Sunday, January 7, 2018

Coursera Communicating Data Science Results Assignment 1

Primary Finding: Violent Crime Events in Seattle Are Strongly Associated With Distance From Downtown and Hour of the Day.  The Two Variables Show a Strong "Inverse Relationship" in Predicting Violent Crime Events.


As shown below, reported crimes in Seattle are heavily concentrated in the downtown area.  The suburban areas, particularly in the southwest metro area, are far less likely to experience crime generally


The Seattle crime data set includes a location grouping variable, "District" which sub-divides the metro area into 19 more-or-less distinct geographic units.  The downtown district, "K", is within the black rectangle.  The height of the points on the graph shows the relative size of reported crimes.



While there appears to be a strong geographic element to the count of reports, the time of day is also a key factor in criminal activity.  To explore   the relationship between location and time, I chose to split the data into 3 broad categories  : violent crime (homicide, assault, etc.), drug/alcohol/prostitution ("vice") , and all other reports (theft, traffic, etc.)

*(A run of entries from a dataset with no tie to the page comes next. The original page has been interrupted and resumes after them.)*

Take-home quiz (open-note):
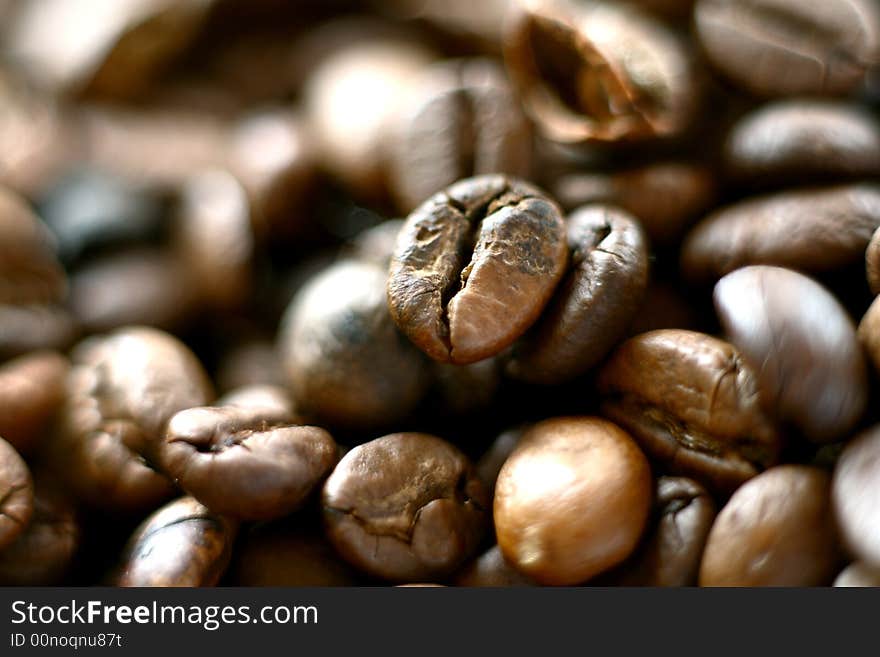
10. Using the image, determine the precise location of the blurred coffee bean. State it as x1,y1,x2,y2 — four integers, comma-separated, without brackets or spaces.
700,465,839,586
694,0,880,96
504,0,700,143
0,187,67,304
0,473,82,586
724,99,880,187
713,266,868,443
174,170,256,309
590,477,716,586
453,545,536,586
303,35,432,200
8,0,213,98
681,184,880,282
507,205,648,384
865,226,880,296
229,523,361,587
388,175,568,364
70,247,199,333
38,169,165,265
494,417,652,585
389,58,532,213
597,329,782,493
0,351,70,456
322,433,491,583
110,497,238,587
0,438,34,552
833,561,880,587
832,426,880,564
553,162,715,245
229,108,318,237
278,260,430,429
157,406,337,520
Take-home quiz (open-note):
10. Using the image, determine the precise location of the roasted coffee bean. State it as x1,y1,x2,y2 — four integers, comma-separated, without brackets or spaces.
110,497,238,587
713,266,868,442
322,433,490,583
229,524,362,587
833,561,880,587
507,205,648,384
158,406,337,520
694,0,880,96
0,187,67,304
552,162,715,244
454,545,535,586
724,99,880,186
865,227,880,295
0,438,34,550
504,0,699,143
279,261,429,429
832,427,880,564
0,351,70,455
597,329,781,492
681,184,880,281
388,176,568,364
0,473,83,586
590,477,716,586
494,417,652,585
700,465,839,586
389,58,532,213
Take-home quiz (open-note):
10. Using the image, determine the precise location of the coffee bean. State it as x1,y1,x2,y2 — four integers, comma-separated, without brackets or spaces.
597,329,781,492
713,266,867,442
0,438,34,550
832,427,880,563
389,58,532,212
158,406,337,520
322,433,490,583
681,184,880,282
694,0,880,96
278,261,429,429
388,176,568,364
507,205,648,384
0,351,70,455
724,99,880,186
494,417,652,585
700,465,839,586
110,497,238,587
504,0,699,143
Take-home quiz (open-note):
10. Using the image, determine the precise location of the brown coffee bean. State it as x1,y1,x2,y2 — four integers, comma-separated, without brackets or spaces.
388,176,568,364
681,184,880,282
694,0,880,96
110,497,238,587
0,351,70,455
597,329,781,492
494,417,652,585
322,433,489,583
700,465,838,586
713,265,868,443
0,438,34,550
278,261,430,429
590,477,716,586
507,205,648,384
454,545,535,586
158,406,337,520
832,426,880,564
504,0,698,143
389,58,532,213
724,99,880,186
552,162,715,244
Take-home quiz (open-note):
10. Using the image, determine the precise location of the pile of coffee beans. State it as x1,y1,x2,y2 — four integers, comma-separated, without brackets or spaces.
0,0,880,587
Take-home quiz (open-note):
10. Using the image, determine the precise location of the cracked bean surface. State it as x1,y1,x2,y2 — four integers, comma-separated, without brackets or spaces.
388,175,568,364
322,433,490,582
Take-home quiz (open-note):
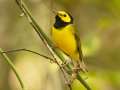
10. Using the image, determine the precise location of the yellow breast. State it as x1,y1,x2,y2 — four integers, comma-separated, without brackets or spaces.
51,25,77,56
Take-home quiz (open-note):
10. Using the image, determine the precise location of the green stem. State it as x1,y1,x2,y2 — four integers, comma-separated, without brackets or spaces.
0,48,25,90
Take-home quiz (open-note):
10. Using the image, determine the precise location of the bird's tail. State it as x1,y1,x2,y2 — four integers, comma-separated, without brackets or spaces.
77,60,88,73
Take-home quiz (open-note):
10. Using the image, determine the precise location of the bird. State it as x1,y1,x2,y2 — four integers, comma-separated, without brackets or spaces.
51,10,87,72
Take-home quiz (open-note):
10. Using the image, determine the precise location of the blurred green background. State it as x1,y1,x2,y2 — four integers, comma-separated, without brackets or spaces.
0,0,120,90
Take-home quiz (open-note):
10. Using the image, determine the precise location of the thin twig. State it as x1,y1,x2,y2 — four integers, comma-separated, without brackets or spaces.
2,48,54,62
0,48,25,90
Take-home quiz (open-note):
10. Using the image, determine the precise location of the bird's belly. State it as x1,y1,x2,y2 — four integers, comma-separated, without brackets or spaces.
52,31,77,56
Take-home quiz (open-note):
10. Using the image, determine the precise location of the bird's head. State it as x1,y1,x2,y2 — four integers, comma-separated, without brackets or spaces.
54,11,73,28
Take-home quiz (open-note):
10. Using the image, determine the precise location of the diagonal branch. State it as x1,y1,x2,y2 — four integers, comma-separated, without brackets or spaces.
0,48,25,90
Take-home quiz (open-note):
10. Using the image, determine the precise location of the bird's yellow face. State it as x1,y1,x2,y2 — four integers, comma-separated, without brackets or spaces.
54,11,73,28
57,11,72,22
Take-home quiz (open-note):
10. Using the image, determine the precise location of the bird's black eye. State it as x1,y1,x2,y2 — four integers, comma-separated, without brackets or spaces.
63,14,67,17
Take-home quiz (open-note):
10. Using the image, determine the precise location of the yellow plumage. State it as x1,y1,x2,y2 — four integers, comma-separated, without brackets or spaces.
51,11,86,71
52,24,79,60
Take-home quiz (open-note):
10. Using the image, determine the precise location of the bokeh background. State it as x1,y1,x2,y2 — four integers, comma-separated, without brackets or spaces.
0,0,120,90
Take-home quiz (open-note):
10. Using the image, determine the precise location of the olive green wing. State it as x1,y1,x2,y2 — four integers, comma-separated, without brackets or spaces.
72,25,83,61
74,29,83,61
73,25,88,72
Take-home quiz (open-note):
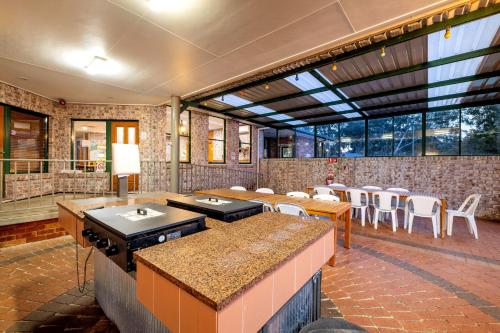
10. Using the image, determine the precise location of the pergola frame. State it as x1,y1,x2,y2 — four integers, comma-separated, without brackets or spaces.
183,4,500,129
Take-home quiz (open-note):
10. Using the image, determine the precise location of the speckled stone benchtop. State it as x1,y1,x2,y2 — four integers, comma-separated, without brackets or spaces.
134,212,334,311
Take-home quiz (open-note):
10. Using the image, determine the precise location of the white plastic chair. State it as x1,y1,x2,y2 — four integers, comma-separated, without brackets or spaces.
313,194,340,202
328,183,346,187
248,200,275,213
372,191,399,232
255,187,274,194
286,192,310,198
314,186,333,195
405,195,441,238
346,188,371,227
275,203,309,217
446,194,481,239
230,186,247,191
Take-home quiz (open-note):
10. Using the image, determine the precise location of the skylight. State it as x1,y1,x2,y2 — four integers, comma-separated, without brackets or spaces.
427,14,500,107
215,94,305,125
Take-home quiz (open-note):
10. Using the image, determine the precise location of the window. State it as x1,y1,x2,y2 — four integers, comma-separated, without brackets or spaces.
278,130,295,158
295,126,314,157
9,109,48,173
316,124,340,157
166,110,191,163
394,113,422,156
208,116,226,163
425,110,460,155
238,125,252,164
461,105,500,155
262,128,278,158
73,120,106,172
340,120,365,157
368,117,393,156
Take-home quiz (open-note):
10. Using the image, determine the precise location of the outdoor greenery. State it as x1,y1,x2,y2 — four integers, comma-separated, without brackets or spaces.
264,105,500,158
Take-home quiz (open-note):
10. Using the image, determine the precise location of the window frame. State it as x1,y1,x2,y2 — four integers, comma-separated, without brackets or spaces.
238,123,253,165
207,116,227,165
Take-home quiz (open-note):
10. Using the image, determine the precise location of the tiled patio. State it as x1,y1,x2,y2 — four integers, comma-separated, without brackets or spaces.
0,215,500,332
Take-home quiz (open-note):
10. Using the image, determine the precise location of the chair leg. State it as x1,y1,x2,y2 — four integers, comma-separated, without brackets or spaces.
467,216,479,239
446,214,453,236
391,210,398,232
408,213,414,234
431,215,438,238
373,208,379,230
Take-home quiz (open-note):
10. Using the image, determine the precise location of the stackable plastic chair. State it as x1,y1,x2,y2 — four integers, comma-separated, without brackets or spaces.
275,203,309,217
405,195,441,238
372,191,399,232
255,187,274,194
446,194,481,239
346,188,371,227
248,200,275,213
230,186,247,191
313,194,340,202
286,192,310,198
314,186,333,195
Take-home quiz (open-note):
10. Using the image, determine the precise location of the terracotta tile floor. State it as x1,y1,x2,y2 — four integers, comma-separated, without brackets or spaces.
323,213,500,332
0,214,500,332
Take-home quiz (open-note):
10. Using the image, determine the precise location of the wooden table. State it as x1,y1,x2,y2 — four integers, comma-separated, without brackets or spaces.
195,188,269,200
306,185,447,239
248,194,351,265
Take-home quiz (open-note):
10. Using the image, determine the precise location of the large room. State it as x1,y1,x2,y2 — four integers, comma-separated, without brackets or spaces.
0,0,500,333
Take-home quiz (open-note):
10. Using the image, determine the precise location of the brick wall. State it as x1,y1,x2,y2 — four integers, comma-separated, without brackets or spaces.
260,156,500,220
0,219,66,248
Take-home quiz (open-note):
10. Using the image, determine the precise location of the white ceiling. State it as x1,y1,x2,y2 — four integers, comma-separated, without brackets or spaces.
0,0,456,104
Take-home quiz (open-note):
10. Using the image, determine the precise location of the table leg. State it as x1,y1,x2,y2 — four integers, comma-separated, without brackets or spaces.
344,209,351,249
328,214,338,267
441,199,446,239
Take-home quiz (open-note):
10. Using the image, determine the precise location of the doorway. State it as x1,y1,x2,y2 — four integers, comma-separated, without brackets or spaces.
111,121,139,192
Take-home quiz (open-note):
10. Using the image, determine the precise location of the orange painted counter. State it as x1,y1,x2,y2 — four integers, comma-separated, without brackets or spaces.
135,213,334,333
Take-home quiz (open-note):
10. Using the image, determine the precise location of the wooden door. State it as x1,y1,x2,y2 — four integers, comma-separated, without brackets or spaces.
111,121,139,191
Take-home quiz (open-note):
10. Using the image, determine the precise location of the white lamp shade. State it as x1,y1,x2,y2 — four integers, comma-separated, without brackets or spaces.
111,143,141,177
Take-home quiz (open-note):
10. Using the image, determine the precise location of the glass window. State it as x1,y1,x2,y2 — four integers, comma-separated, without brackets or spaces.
425,110,460,155
166,110,191,163
340,120,365,157
316,124,340,157
461,104,500,155
73,120,106,172
208,116,226,163
238,125,252,164
295,126,314,157
278,129,295,158
262,128,278,158
9,110,48,173
368,117,393,156
394,113,422,156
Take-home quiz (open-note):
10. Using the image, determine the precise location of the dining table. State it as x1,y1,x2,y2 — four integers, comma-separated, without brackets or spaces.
195,188,351,266
305,185,447,239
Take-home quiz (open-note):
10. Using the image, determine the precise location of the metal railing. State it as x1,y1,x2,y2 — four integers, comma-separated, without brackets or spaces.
0,159,262,215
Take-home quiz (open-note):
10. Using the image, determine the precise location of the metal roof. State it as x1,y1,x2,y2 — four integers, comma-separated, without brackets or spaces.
188,6,500,128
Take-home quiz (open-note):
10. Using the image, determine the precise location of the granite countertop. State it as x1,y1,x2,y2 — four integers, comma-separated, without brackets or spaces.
134,212,334,311
57,192,183,219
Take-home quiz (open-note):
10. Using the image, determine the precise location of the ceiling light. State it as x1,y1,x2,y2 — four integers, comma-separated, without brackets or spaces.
332,60,337,72
146,0,194,13
444,26,451,39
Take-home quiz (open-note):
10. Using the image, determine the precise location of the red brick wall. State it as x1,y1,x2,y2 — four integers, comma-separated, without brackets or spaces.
0,219,66,248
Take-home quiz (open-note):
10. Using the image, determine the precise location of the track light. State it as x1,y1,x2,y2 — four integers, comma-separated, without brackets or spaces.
332,60,337,72
444,26,451,39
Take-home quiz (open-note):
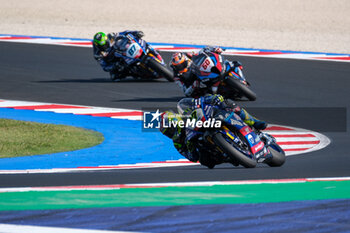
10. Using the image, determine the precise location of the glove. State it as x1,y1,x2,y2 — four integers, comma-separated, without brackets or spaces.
136,31,145,38
211,95,224,106
213,47,224,54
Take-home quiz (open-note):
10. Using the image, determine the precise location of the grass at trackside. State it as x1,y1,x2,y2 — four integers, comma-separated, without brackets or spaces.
0,119,104,158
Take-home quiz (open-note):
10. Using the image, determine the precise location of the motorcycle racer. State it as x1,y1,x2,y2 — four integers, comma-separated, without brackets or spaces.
170,46,242,98
160,95,267,168
92,30,144,80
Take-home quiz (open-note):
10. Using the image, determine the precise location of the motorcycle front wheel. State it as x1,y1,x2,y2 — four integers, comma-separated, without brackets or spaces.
265,144,286,167
213,133,257,168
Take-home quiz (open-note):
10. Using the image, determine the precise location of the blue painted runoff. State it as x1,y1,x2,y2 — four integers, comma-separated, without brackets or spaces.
0,108,183,170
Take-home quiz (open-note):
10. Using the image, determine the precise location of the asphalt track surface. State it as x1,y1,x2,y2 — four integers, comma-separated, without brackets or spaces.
0,42,350,187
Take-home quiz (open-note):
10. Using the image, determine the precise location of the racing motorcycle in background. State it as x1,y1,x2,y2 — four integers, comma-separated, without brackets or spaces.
113,34,174,82
192,49,256,101
179,103,285,168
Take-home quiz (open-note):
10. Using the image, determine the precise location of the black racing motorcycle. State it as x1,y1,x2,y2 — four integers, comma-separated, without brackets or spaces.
182,102,285,168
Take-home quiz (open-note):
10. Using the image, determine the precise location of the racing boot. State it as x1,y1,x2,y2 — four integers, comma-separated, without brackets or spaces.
236,108,267,131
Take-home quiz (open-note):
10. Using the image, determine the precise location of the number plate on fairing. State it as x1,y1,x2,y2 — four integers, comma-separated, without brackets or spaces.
126,43,142,58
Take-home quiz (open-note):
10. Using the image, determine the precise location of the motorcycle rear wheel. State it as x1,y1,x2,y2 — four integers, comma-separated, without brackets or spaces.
146,58,174,82
226,77,256,101
213,133,257,168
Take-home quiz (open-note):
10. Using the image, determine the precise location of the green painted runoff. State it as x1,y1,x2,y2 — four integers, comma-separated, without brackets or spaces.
0,181,350,211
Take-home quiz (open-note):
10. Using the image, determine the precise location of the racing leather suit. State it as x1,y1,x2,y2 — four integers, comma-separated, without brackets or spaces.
93,30,144,80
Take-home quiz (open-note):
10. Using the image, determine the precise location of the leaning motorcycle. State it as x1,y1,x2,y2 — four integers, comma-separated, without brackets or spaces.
114,34,174,82
192,52,256,101
180,103,285,168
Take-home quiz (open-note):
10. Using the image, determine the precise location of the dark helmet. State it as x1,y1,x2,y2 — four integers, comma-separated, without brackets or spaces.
159,111,178,138
170,53,191,74
93,32,110,51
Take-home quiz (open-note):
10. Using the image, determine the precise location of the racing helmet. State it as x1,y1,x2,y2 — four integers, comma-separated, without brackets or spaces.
159,111,178,139
93,32,110,51
170,52,191,74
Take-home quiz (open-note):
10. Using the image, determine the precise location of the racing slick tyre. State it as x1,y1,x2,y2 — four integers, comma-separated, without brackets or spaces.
265,145,286,167
226,77,256,101
146,58,174,82
213,133,257,168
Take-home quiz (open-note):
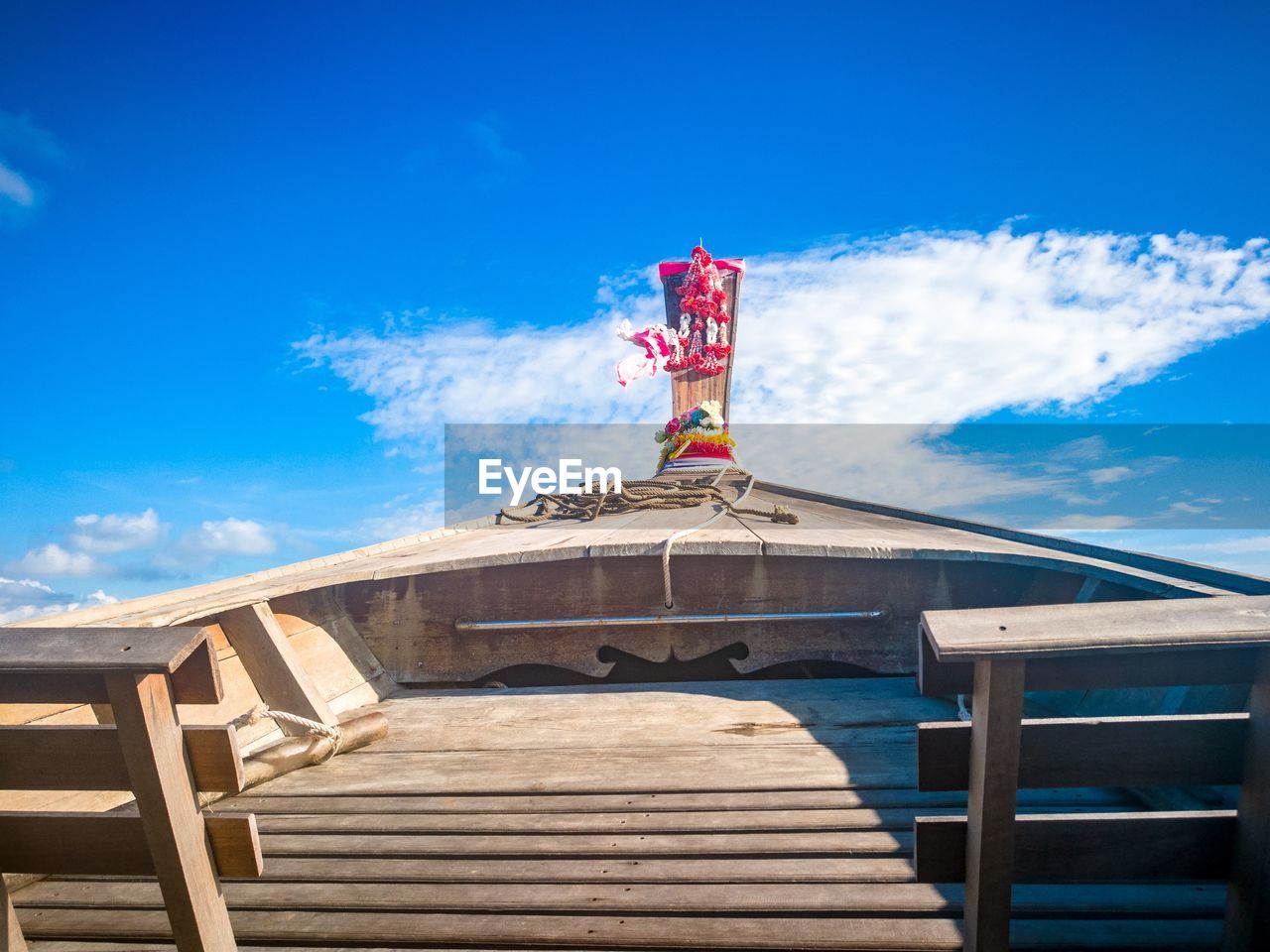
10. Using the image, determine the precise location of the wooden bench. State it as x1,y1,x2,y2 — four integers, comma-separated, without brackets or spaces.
915,595,1270,952
0,629,262,952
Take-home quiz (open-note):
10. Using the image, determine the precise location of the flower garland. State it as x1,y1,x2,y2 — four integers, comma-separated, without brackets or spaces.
666,245,731,377
654,400,736,472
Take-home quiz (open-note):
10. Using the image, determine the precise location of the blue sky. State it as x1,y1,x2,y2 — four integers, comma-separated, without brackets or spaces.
0,3,1270,612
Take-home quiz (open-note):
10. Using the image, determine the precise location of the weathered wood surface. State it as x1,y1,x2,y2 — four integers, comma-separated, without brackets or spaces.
922,595,1270,661
917,713,1248,790
0,725,242,793
962,661,1025,952
0,876,27,952
103,674,236,952
217,787,1135,817
0,635,223,706
218,602,336,735
0,627,207,674
1223,649,1270,952
20,880,1225,919
12,485,1270,637
917,634,1257,697
0,812,260,876
7,679,1221,952
7,908,1220,952
916,810,1235,883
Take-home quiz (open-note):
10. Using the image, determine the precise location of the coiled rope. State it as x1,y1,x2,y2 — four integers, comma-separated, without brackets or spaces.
230,704,344,765
499,466,798,608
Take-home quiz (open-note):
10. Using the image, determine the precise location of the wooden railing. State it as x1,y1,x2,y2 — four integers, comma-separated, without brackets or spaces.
0,629,262,952
915,595,1270,952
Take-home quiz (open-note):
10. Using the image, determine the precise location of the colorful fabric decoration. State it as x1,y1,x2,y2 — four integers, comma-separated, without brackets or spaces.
617,245,742,387
666,245,731,377
654,400,736,472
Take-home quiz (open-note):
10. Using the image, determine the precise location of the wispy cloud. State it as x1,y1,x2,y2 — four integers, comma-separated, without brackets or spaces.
17,542,105,577
467,114,525,167
295,228,1270,537
0,112,67,222
0,577,119,625
6,508,285,596
0,163,36,208
295,230,1270,447
69,509,168,554
169,516,278,563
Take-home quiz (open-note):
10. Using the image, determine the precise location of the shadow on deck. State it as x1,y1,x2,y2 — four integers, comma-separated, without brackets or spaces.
7,678,1225,952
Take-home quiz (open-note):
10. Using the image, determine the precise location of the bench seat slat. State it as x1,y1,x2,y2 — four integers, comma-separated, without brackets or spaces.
0,812,263,876
913,810,1235,883
917,713,1248,790
0,725,242,793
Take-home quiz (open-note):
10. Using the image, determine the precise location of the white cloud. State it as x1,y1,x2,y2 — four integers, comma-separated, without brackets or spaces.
69,509,168,554
0,163,36,208
352,499,445,544
1038,513,1142,532
18,542,103,576
295,230,1270,449
295,228,1270,528
1089,466,1134,486
0,577,118,625
178,516,278,557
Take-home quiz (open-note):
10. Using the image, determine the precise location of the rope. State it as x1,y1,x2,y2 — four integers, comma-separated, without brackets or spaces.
499,464,798,608
230,704,344,765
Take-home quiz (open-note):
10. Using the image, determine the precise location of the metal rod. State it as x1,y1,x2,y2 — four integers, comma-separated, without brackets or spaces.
454,606,890,631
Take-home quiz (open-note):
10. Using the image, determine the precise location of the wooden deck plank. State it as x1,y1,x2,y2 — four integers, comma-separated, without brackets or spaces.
223,785,1139,813
10,908,1220,952
242,746,917,794
233,803,1124,834
922,595,1270,661
252,830,913,866
375,676,956,753
2,678,1223,952
19,881,1225,919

The plots below (time of the event, top; time of report to police, bottom) shows the probability densities of these categories for every minute of the day.  Vice crimes (black-line) have three clear peaks, once around noon, the next between 9 and 10 PM, and then a smaller peak in the early morning hours.  Violent crime (green) also has a peak in the early morning, another between 9 and 10 PM, but has no similar afternoon peak.  Other crime stays fairly stable between 8 am and 8 pm, with tapering in the early morning and late evening.


The similarities between vice and violent crime extends to the geographic dimension as well.  The density plot below shows nearly identical peaks for the two categories in areas approximately 2.5 miles from the downtown city center.




To explore the relationship between distance from downtown and hour of the day, I created a dataset aggregating the count of reports for the three categories for every hour of day between 6/1/2014 and 8/31/2014.  The left plot shows the significance of the following variables in predicting the count of violent crimes.  Average distance from down-town (bottom left) is by far the strongest predictor, followed by count of violent   crimes in the previous 2 hours, and hour of the day.  I added an interaction team (Hour of the Day * Distance from Downtown) to evaluate how the terms were related.  Interestingly, this variable was significant at a 99% level, and the coefficient was negative.  This implies that the greater the distance from down-town and the later the hour of the day, the lower the probability of a violent crime in Seattle.

AvgDistanceFromDownTownViolentEvents, CountDrugsAlcoholProstEvents, CountDrugsAlcoholProstEvents_Prior_2_Hours, CountDrugsAlcoholProstEvents_Prior_4_to_2_Hours, CountDrugsAlcoholProstEvents_Prior_6_to_4_Hours, CountViolenceEvents_Prior_2_Hours, CountViolenceEvents_Prior_4_to_2_Hours, CountViolenceEvents_Prior_6_to_4_Hours, HourDateEvent, TimeDistanceInteraction



To test how these predictors might change for the area closest to down-town, District K, I subsetted the data for only that district and re-ran the regression.  Again, the distance from down-town was by far the most significant variable, but the interaction term increased to ~17x as large as that above, was still negative, and significant at the 95% level.  This has the effect that for example, at 1 am, for two areas, one ~0.18 miles from downtown and the other ~0.09 miles away, the expect count of violent crimes reported for the more distant area would be ~0.11, while the prediction for the less distant area  would be ~0.07.  For the original model based on all districts, the corresponding predictions would be ~0.03  and ~0.02, demonstrating the effect of the larger coefficient.